From an admittedly brief look through the source, it looks like the zone module does two things:
1. Creates the "Zone" and "Gate" abstractions, and,
2. Monkeypatches Node to use Zones and Gates.
To make setTimeout work, the zone module monkeypatches global.setTimeout and replaces it with a version that uses Zones and Gates. Rather than do that, what you could do is not use Zones and Gates at all, and monkeypatch global.setTimeout and replace it with a version that uses Promises. And: there, Promises work with setTimeout. Just as easily as Zones and Gates do.

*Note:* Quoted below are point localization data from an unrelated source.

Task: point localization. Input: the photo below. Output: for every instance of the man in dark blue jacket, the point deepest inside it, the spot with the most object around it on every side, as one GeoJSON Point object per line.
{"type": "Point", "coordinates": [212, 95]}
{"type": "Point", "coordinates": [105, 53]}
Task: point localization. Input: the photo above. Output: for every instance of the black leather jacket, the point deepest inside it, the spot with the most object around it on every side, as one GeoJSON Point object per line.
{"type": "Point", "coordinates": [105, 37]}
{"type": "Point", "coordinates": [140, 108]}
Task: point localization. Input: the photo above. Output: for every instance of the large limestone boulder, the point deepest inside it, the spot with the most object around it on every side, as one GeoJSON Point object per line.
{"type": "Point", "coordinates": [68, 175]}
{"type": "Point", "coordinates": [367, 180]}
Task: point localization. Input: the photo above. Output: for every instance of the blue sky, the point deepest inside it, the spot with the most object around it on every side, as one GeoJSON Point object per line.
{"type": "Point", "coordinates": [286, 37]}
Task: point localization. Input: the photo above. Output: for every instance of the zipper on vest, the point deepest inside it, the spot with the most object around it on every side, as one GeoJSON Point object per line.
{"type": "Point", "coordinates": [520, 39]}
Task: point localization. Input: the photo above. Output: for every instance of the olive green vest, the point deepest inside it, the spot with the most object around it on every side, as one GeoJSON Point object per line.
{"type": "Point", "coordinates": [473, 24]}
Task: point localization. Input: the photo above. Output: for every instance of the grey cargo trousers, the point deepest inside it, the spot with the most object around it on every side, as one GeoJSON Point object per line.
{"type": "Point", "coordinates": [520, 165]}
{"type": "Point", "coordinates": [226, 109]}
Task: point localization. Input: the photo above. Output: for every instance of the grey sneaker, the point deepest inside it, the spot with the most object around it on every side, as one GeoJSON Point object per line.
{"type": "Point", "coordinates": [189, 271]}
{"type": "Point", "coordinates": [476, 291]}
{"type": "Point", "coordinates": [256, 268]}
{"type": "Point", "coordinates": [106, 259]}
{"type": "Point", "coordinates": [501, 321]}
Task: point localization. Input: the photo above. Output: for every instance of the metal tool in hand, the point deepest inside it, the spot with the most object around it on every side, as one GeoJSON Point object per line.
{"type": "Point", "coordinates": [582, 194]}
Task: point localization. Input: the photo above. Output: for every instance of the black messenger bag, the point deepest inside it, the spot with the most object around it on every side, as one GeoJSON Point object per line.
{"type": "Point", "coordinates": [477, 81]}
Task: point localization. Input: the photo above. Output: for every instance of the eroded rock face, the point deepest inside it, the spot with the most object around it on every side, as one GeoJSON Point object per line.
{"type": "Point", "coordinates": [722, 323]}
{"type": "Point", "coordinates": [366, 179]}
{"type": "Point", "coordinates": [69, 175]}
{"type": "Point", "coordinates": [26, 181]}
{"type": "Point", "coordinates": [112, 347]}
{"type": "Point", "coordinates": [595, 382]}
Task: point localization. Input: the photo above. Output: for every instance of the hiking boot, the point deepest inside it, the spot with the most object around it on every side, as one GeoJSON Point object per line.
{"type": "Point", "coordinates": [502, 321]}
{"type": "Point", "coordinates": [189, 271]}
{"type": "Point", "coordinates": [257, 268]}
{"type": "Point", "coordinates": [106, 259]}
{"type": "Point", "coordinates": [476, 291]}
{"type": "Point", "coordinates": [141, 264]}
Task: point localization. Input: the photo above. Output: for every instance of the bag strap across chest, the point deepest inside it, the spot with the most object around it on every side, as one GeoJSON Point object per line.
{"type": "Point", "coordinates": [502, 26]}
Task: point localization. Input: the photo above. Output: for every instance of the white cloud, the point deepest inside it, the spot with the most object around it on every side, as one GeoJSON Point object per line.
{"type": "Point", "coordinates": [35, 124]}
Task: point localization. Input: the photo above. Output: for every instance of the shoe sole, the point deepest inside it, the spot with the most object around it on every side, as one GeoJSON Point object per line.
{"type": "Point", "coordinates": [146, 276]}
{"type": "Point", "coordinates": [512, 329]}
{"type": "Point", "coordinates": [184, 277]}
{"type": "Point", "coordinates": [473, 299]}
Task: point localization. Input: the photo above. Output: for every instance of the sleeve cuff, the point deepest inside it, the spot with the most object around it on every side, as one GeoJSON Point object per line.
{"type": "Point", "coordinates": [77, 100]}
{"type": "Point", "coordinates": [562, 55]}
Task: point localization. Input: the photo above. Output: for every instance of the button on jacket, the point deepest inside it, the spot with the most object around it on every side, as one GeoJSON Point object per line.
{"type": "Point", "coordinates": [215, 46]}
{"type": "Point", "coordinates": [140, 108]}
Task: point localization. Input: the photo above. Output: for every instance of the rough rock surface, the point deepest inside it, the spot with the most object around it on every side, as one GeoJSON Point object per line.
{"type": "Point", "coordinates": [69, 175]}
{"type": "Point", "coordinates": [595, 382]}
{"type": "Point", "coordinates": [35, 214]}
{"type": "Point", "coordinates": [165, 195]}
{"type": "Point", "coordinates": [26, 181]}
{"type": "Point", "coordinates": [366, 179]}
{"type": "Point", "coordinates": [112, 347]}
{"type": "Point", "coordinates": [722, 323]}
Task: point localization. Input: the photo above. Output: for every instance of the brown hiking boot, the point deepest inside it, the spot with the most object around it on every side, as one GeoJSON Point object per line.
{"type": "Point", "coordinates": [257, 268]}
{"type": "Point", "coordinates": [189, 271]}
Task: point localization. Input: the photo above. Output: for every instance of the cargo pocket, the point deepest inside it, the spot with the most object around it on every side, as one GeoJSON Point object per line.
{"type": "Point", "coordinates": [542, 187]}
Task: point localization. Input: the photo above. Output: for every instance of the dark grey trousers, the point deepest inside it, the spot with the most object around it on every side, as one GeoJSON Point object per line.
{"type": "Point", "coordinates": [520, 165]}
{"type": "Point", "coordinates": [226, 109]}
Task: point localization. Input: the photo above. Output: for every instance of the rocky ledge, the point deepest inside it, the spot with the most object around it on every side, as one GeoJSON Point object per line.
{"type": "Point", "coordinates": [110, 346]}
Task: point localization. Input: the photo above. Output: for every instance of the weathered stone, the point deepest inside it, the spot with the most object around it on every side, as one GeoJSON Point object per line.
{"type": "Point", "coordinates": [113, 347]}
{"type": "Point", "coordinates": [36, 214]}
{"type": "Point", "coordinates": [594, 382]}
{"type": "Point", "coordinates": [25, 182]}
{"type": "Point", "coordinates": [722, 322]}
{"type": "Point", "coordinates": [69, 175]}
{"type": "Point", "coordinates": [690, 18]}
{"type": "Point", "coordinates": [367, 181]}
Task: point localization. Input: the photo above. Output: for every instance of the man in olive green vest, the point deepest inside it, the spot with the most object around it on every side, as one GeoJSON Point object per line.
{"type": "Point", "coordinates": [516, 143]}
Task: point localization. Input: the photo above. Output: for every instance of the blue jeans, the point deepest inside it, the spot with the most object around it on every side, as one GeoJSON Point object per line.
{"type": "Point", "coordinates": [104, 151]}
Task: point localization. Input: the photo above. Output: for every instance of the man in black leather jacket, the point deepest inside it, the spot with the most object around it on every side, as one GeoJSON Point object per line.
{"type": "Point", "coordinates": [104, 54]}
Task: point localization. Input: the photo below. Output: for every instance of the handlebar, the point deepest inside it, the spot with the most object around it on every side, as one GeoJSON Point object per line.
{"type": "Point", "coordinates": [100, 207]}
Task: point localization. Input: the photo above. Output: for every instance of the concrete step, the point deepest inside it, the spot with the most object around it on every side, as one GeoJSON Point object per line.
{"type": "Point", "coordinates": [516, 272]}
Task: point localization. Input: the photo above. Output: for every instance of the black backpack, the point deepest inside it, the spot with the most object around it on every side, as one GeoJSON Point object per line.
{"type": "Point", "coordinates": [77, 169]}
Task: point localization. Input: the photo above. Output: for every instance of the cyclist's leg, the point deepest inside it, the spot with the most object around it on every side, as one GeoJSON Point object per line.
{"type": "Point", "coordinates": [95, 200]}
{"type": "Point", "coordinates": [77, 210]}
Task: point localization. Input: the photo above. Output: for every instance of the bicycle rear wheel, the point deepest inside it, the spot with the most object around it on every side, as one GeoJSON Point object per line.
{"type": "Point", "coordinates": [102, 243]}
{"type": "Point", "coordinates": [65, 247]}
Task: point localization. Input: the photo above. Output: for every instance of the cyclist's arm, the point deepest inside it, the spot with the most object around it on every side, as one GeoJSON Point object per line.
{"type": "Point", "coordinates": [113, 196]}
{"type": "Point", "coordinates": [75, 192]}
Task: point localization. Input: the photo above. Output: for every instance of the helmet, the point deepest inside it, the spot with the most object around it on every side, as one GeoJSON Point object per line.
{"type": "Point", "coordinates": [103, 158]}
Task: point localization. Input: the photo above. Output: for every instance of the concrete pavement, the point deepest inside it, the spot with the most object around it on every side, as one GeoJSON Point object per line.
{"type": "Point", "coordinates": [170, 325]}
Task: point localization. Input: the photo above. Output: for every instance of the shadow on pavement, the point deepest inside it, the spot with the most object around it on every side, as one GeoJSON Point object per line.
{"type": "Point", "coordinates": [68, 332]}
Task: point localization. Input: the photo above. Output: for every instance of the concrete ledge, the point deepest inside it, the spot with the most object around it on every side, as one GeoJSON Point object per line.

(Alternatively, what many Promise libraries do is offer ways to generate "promisified" versions of individual non-Promise functions and encourage you to call those instead, rather than monkeypatching globals.)
My objection to zone is just the new abstractions, Zones and Gates. They don't seem to offer much (anything?) over Promises, and they seem needlessly incompatible with them. Instead of the two-part module, where you introduce Zones and Gates and also monkeypatch everything to use them, you could just have a one-part module that monkeypatches everything to use Promises. It would be less code and it would interoperate with the existing JS ecosystem.
I don't have a particular love for the Promise abstraction: it's just that everyone is going to have to learn and work with Promises anyway (since they're in ES6, and already in V8), and there's no reason to invent a new abstraction for asynchronous try/catch when one already exists. There are lots of Promise-supporting libraries, and no Zone-and-Gate-supporting ones, save for zone itself. Why bother with the fork?